According to the following question:

what are the downsides of using malloc like abstractions in cuda applications before cuda 
Answer:




In [25]:
from transformers import GenerationConfig

trained_model = AutoModelForSeq2SeqLM.from_pretrained(model_path).to(device)
tokenizer = AutoTokenizer.from_pretrained(model_path)

tokenized_test_text = tokenizer(full_prompt, return_tensors = 'pt').input_ids.to(device)

model_output = trained_model.generate(tokenized_test_text,
                                      generation_config = GenerationConfig(max_new_tokens = 150))[0]

final_output = tokenizer.decode(model_output, skip_special_tokens = True)

print(final_output)

before cuda malloc like abstractions introduced in c standard cuda provided a single abstraction for malloc like arrays requiring the use of malloc like abstractions for these operations led to a lack of performance and a lack of abstraction for explicitly mapped arrays 


This section demonstrates how to use the fine-tuned model for inference.
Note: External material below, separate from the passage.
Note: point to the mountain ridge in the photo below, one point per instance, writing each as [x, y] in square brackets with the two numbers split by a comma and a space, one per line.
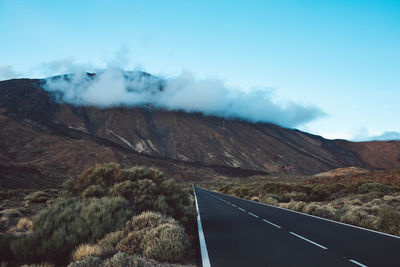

The steps include:

- **Creating a Prompt**: A test question is formatted into a prompt that the model can process.
- **Loading the Model**: The fine-tuned model and tokenizer are loaded from the saved path.
- **Generating an Answer**: The prompt is tokenized and passed through the model to generate an answer. The output is then decoded to produce the final answer.

This process showcases the model's ability to understand and respond to questions based on the training it received.